Kultur : „Jetzt nur nicht in Hektik verfallen“

Wowereit über Berlins Opern und das Deutsche Theater

Frederik Hanssen

Es ist fünf vor zwölf, als Klaus Wowereit den Saal 376 im Berliner Abgeordnetenhaus betritt. Bei der zweiten Sitzung des Kulturausschusses in der neuen Legislaturperiode gibt der Regierende Bürgermeister zu symbolischer Stunde seinen Einstand als Kultursenator. Wowereit soll der Lucky Luke der hauptstädtischen Kunstszene werden: Der Mann, der schneller zieht als sein Schatten. High noon. Nun ja.

An Wowereits Seite nimmt Kulturstaatssekretär André Schmitz Platz.
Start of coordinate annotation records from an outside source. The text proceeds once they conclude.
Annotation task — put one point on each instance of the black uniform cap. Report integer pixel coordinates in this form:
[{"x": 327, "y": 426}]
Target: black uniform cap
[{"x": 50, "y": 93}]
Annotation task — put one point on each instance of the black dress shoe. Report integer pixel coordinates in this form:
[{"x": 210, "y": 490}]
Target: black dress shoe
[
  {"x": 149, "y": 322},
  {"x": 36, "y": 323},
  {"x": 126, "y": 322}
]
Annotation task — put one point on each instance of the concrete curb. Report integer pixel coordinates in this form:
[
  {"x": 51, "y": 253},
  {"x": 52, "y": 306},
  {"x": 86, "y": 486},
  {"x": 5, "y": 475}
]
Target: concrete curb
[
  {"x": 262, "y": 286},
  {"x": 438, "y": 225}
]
In seinem schwarzen Westenanzug mit Fliege sieht er aus, als wolle er gleich das Lied des Oberkellners Leopold aus dem „Weißen Rössl“ anstimmen: „Zuschau’n mag I net.“ Muss er aber, denn bei dieser Sitzung führt der Chef das Wort. Wer weiß, wie oft der künftig noch Zeit findet, sich erst 80 Minuten lang Ausführungen der Opernintendanten und -geschäftsführer zu regressiven Zuschussentwicklungen und überplanmäßigen Einnahmesollsteigerungen anzuhören, um anschließend die bissigen Nachfragen der Opposition zu parieren.
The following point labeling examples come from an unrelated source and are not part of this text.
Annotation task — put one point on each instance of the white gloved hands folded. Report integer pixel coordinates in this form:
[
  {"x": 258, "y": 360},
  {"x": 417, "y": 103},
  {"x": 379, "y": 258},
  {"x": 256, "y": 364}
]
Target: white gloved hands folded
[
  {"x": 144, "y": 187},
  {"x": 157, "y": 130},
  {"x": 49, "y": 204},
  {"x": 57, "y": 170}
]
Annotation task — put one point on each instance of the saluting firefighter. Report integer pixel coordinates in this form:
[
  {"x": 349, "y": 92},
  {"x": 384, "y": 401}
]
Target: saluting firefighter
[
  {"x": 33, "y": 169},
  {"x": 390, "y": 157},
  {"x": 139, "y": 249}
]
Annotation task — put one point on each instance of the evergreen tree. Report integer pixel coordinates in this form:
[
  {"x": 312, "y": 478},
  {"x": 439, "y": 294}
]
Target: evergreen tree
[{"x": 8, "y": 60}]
Zunächst geht es allerdings ums Deutsche Theater (DT). Wie der Regierende denn das Verhalten des ehemaligen Senators Thomas Flierl bewerte, der drei Tage vor dem Ende seiner Amtszeit Thomas Oberender zum neuen Intendanten des DT benannt habe, wollen die Grünen und die FDP wissen. Er werde sich hüten, bollert Wowereit in bestem Hemdsärmel-Sound zurück, diese Personaldiskussion zu kommentieren. Schließlich sei in der Angelegenheit noch keine Entscheidung gefallen: Ohne Zustimmung der zuständigen Gremien, macht der Regierende Kulturmeister unmissverständlich klar, sei Oberenders Vertrag nicht das Papier wert, auf dem er stehe.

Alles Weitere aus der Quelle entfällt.